A bill requiring public schools to allow medical cannabis use has been introduced in Florida, according to a Florida Politics report. Under the measure, counties would designate a caregiver to administer medical cannabis to patients. That caregiver would need to be authorized by the patient’s parents or guardian along with a statement explaining why the student is using medical cannabis during the school day.

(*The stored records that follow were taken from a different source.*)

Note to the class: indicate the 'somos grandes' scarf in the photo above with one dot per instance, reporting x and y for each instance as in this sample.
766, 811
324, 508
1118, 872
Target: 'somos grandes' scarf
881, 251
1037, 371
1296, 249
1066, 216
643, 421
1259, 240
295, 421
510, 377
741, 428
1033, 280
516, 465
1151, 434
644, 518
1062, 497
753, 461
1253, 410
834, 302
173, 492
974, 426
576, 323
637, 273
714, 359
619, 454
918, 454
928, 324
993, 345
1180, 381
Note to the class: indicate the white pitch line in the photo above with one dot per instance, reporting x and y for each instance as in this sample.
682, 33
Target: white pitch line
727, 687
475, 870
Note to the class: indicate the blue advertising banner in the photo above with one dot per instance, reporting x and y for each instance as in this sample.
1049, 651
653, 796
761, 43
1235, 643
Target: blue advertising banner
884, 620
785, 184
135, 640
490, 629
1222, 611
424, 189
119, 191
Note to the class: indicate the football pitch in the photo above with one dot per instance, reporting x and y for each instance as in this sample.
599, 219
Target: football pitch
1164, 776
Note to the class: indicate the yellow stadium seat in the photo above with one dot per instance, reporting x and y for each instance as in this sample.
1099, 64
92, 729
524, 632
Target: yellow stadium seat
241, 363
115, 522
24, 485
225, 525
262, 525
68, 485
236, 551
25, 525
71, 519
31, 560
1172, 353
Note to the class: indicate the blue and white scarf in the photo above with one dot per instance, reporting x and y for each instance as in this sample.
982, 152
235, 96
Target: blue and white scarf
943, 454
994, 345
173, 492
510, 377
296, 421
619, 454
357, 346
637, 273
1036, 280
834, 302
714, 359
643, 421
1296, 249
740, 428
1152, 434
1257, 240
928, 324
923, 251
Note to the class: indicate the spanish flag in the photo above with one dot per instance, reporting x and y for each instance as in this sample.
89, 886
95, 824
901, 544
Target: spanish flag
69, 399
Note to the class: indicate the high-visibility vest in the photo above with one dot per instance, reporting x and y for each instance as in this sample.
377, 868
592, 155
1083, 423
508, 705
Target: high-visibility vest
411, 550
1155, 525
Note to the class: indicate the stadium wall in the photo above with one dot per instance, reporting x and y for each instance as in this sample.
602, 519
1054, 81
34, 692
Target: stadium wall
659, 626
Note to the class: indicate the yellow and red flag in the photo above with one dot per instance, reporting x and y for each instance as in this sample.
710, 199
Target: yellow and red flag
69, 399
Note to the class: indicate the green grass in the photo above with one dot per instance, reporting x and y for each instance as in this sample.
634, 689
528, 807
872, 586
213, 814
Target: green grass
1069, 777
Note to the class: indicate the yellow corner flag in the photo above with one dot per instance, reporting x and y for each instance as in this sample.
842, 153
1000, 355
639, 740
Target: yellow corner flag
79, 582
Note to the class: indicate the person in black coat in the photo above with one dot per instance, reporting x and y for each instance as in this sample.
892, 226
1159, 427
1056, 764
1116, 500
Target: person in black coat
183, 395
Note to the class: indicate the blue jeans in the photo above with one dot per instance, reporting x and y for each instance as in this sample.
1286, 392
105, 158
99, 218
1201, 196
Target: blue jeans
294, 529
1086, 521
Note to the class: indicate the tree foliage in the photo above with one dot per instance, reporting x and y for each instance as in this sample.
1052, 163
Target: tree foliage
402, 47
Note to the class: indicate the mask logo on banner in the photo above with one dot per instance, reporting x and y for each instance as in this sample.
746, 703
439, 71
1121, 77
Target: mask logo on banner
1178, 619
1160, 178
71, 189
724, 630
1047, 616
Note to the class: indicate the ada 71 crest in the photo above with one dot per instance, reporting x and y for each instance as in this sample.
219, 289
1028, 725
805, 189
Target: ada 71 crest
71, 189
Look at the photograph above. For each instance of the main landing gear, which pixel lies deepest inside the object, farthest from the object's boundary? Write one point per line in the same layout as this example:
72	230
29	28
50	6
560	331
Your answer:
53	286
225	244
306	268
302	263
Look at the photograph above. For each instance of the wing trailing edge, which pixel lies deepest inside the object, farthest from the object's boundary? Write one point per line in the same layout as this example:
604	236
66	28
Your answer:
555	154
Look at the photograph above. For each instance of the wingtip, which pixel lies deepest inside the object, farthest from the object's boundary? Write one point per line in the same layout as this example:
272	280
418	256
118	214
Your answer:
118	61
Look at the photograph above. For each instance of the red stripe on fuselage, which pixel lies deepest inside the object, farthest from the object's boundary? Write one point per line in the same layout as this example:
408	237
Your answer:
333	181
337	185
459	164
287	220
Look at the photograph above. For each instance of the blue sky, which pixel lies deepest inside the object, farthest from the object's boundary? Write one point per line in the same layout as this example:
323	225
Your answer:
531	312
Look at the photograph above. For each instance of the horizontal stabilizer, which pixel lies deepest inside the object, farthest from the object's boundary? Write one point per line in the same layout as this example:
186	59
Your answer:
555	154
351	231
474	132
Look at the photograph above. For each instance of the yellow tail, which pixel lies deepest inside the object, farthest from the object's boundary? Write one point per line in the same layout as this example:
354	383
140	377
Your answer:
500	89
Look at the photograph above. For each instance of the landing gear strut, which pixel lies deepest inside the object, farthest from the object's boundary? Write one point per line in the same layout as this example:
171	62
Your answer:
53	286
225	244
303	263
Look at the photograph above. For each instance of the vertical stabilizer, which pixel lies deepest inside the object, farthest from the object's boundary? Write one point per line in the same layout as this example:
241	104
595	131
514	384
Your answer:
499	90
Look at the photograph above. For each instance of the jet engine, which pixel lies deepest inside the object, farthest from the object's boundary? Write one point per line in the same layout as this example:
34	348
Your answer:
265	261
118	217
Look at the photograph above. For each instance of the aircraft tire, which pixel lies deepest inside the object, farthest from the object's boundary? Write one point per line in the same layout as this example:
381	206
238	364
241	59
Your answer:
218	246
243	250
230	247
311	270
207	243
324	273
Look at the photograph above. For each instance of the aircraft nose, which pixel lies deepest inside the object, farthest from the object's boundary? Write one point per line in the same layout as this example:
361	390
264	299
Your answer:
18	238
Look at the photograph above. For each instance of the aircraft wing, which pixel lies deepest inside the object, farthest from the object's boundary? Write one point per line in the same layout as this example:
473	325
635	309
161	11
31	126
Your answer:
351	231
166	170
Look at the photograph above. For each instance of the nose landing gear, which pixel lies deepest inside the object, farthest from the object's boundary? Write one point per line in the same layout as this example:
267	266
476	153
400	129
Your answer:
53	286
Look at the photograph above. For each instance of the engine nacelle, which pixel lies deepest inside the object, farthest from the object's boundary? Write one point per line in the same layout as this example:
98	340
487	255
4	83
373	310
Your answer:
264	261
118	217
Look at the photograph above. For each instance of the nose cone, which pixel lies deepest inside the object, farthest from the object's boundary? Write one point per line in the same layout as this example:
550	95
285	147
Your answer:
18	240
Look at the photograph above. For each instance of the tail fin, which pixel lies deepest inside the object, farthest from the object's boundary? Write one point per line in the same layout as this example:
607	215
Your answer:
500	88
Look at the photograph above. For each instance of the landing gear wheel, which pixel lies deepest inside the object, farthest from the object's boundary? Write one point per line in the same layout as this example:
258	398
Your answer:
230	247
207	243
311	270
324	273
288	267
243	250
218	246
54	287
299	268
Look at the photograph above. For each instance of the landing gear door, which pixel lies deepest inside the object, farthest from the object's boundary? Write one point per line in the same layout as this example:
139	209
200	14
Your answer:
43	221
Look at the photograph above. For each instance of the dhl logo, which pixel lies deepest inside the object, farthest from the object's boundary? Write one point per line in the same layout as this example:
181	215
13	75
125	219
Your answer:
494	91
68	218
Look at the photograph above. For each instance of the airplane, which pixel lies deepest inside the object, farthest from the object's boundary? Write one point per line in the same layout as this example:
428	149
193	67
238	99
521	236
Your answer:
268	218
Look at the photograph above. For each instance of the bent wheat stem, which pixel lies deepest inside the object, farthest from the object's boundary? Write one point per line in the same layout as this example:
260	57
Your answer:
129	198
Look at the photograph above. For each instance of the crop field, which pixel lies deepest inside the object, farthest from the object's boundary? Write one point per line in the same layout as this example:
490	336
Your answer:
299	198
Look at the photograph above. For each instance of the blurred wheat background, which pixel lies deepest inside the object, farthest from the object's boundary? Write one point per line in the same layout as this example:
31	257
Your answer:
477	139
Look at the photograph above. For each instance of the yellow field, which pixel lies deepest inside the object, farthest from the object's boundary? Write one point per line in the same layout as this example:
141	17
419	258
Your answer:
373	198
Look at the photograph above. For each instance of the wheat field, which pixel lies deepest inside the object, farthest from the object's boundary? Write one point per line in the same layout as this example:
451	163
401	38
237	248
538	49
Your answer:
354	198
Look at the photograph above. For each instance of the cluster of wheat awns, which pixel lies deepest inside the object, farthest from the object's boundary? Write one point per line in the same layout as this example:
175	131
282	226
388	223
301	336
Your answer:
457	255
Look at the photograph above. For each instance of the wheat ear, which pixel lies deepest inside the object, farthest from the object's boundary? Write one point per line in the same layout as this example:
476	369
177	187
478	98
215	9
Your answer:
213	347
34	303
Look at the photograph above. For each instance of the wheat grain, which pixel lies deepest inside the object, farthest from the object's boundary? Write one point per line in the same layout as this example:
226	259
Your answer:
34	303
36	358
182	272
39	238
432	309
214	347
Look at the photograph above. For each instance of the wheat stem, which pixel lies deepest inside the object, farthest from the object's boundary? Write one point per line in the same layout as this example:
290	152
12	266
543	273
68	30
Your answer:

The bill includes language exempting the caregiver from civil liability of acting as a “reasonably prudent” person would in discharging the duties of the role.
Education Commissioner Richard Corcoran said schools that do not comply face the withholding of grant money and that superintendents or board members who do not conform could be suspended or removed.
“We could withhold salaries of the superintendent. We can withhold funding to the district. We can withhold and make them ineligible for grants. They risk literally – when the law says, as a school board member or a superintendent, do X, and they’re not doing it, they can risk suspension and removal from office.” – Corcoran, to WTSP
Sen. Bill Montford (D), the bill sponsor, said that the law is necessary because some school board attorneys are “reluctant” to allow medical cannabis use in public schools despite state regulations that require schools to allow it. Those attorneys claim that they cannot support the state policy because cannabis remains illegal federally.
Last month, California Gov. Gavin Newsom (D) signed legislation allowing K-12 students to use medical cannabis at schools. Under that plan, parents must bring the products to the campus but prohibits smoking or vaping.